J.B.: (Rires) Ah, j’attendais cette question! Nous savons hélas que la maçonnerie anglo-saxonne est en perte de vitesse, sans doute parce qu’elle a su moins bien évoluer que celle du Continent, moins bien s’adapter aux changements de la société, comme je l’ai relaté dans plusieurs articles de Masonica ou au cours de conférences données à Genève et à Lausanne. La maçonnerie anglo-saxonne représente malgré tout encore la grande majorité dans le monde. Or la moitié de ses effectifs ont fondu en dix ans, alors que le mouvement maçonnique en Europe se trouve en pleine expansion, sauf dans notre pays. Je suis garant d’amitié de la GL de Californie depuis presque 30 ans; j’ai pu assister à son délabrement numérique. De nombreuses tentatives de redressement ont été entreprises, sans résultat notable.A mes yeux, le sérieux du travail, associé au respect des anciens usages pratiqués en Europe continentale constituent, à longue échéance, la seule solution.

A.: En tant qu’ancien responsable de la LICRA penses-tu que les actes de racisme et d’antisémitisme auxquels on assiste actuellement soient une crise passagère ou plutôt un phénomène appelé à s’étendre?

J.B.: La LICRA et autres activités humanitaires que j’ai menées résultent directement de mon engagement maçonnique, à savoir oeuvrer dans la vie profane selon les enseignements acquis dans le temple. Ma formation en sociologie me fait penser que les actuels désordres xénophobes et interethniques suivent une évolution en dents de scie, étroitement associés à la dégradation de la conscience citoyenne et religieuse, de la conjoncture économique déplorable et de la confrontation inquiétante entre l’Occident et l’Orient. Il reste à souhaiter que les intégrismes, quels qu’ils soient, ne corrompent pas la situation encore davantage. Je ne saurais assez engager nos membres à se joindre au travail magnifique que font les Organisations non-gouvernementales en Suisse et à l’étranger.

A.: Le thème de ce mois étant «La musique dans le temple», quel est ton sentiment à ce sujet?

J.B.: La musique fait partie intégrante de la vie de l’homme depuis les temps les plus reculés. On ne trouve aucune civilisation où la musique n’a pas sa place. Elle apporte à chacun la chaleur émotionnelle qu’aucune autre manifestation humaine ne peut égaler: c’est l’amour du prochain à l’état pur. Elle constitue une pulsion vitale qui habite chaque être humain. En loge elle est indispensable, qu’elle soit vive ou enregistrée. Lorsqu’elle est absente, le vide est palpable. Elle décuple l’effet bénéfique du rituel.

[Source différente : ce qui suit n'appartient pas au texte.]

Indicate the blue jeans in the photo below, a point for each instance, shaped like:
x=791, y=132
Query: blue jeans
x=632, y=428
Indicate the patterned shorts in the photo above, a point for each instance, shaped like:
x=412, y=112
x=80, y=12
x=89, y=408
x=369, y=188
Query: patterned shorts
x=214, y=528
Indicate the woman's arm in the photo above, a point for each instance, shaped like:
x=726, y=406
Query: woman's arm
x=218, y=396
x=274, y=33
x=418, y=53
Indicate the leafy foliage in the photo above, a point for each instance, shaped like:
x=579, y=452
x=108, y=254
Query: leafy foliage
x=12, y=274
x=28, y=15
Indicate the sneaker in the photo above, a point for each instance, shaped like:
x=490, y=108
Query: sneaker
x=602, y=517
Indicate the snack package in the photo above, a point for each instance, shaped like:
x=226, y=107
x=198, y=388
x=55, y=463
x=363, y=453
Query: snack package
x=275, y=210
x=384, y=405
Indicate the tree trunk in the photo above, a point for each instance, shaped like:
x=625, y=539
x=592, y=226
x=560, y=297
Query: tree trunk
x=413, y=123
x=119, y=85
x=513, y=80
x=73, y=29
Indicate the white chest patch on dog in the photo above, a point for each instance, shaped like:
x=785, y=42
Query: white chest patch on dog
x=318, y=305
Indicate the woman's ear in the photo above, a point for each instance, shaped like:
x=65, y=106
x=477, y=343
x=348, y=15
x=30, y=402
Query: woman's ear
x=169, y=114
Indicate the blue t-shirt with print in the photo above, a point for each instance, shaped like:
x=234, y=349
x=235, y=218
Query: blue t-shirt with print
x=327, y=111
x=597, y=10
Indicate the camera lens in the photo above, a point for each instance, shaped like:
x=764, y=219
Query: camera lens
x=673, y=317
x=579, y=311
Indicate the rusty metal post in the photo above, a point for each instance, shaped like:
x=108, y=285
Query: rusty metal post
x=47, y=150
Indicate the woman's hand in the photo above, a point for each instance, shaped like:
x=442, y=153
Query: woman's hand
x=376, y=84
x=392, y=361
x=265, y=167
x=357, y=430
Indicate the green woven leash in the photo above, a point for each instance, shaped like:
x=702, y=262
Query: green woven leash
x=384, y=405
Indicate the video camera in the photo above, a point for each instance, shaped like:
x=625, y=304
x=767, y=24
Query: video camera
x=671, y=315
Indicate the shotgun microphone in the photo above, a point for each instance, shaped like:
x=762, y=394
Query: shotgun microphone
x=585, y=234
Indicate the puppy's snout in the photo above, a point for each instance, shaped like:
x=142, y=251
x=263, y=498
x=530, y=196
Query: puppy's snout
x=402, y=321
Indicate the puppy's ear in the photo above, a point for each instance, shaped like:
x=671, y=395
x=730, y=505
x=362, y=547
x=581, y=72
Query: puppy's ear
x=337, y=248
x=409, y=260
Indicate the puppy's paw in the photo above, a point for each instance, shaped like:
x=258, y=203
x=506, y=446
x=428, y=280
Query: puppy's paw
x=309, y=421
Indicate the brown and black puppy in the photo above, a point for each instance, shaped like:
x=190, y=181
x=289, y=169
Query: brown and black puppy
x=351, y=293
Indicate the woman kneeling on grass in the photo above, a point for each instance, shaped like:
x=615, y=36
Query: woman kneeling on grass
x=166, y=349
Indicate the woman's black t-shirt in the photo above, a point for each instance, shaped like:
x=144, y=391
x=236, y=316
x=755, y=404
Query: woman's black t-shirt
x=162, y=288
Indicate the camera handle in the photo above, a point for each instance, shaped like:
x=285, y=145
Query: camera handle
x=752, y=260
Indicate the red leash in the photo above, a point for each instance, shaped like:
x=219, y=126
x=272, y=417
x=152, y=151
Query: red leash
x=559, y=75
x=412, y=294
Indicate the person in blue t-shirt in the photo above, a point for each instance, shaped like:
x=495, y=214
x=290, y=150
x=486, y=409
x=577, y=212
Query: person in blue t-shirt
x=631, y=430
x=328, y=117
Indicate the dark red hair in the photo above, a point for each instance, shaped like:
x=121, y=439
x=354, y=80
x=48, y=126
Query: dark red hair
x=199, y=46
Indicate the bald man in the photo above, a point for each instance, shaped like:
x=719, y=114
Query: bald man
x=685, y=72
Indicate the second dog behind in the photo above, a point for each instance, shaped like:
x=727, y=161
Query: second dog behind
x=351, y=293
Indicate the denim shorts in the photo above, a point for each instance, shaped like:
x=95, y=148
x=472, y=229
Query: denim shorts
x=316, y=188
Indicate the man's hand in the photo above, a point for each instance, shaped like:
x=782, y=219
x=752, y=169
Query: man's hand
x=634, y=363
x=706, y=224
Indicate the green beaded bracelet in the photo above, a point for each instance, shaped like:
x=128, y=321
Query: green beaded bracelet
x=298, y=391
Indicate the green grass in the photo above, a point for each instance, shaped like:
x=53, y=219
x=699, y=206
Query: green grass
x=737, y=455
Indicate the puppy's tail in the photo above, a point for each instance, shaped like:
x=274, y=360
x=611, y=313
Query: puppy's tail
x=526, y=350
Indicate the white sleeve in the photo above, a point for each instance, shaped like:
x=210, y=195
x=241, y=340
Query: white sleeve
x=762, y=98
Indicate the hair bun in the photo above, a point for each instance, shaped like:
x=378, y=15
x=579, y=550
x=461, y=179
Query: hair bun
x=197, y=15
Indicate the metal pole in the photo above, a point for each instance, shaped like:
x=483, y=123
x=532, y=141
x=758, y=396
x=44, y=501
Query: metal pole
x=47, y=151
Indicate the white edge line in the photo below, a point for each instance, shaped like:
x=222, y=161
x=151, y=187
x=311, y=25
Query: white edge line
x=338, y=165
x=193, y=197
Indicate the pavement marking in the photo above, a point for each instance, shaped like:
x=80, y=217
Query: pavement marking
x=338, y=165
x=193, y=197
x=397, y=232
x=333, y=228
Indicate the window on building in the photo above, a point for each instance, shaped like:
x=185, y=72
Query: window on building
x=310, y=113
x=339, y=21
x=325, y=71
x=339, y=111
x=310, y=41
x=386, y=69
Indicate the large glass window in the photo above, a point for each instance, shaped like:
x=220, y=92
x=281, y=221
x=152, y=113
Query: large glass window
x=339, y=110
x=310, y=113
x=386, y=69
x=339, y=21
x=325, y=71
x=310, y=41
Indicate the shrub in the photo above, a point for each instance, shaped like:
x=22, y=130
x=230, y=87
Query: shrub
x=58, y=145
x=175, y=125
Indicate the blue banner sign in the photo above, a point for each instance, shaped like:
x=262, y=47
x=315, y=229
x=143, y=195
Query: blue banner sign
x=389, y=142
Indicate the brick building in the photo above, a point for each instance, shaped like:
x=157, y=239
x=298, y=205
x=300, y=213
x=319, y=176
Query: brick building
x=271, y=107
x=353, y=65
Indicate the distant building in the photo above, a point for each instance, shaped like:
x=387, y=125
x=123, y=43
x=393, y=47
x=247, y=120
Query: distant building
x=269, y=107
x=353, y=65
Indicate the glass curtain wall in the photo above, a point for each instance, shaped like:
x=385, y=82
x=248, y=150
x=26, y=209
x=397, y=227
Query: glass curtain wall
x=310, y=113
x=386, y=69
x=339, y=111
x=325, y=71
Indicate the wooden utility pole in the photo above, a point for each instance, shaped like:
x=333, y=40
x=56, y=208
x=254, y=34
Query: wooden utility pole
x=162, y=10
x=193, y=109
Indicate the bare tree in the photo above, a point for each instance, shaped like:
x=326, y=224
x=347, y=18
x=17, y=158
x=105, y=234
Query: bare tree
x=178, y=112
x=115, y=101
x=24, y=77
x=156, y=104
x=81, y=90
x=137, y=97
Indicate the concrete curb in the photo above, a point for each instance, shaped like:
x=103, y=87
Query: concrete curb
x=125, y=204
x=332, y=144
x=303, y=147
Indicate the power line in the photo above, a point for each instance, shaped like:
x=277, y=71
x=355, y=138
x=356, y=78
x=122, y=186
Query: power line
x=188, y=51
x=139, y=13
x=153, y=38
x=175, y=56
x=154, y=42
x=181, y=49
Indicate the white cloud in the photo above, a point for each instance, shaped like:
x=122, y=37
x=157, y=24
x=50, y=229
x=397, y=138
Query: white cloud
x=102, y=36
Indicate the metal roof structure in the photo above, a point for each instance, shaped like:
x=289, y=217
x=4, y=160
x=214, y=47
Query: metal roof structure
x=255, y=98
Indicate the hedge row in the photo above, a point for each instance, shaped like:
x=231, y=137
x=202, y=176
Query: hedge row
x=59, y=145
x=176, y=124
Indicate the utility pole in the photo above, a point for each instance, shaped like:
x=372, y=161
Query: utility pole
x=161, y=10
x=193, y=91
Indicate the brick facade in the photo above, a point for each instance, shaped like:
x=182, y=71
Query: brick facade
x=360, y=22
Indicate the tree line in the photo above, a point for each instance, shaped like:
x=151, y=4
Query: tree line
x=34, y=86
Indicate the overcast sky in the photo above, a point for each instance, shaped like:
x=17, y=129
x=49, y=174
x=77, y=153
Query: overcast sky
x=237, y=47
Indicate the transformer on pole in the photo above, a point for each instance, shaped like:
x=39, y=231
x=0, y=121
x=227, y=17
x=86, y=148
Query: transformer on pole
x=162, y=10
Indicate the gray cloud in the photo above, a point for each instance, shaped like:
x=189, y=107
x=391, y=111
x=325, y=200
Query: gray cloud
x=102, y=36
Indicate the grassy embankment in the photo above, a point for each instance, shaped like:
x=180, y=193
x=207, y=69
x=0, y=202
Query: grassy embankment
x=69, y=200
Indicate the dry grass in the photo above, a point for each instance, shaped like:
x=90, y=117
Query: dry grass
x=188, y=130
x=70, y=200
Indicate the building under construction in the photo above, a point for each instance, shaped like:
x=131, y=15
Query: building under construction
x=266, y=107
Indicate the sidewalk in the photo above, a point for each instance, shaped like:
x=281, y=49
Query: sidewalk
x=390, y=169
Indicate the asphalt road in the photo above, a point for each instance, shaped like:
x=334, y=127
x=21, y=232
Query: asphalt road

A.: Que souhaites-tu pour l’avenir du GRA?

J.B.: On me reprochera peut-être d’être trop ambitieux pour le GRA, mais je souhaite un cercle de lecteurs toujours plus large, avec un échange d’opinions qui enrichirait l’expérience initiatique induite par le rituel. Un groupe suisse de frères germanophones qui traiterait en langue allemande des sujets analogues aux nôtres, idée que partage notre Grand Maître Alberto Menasché. Une longévité pareille à celle de la GLSA. Une collaboration encore plus étroite avec les autres loges de recherche à l’étranger. Des conférences toujours plus captivantes et fécondes. Un nombre plus étoffé de membres actifs dévoués et productifs.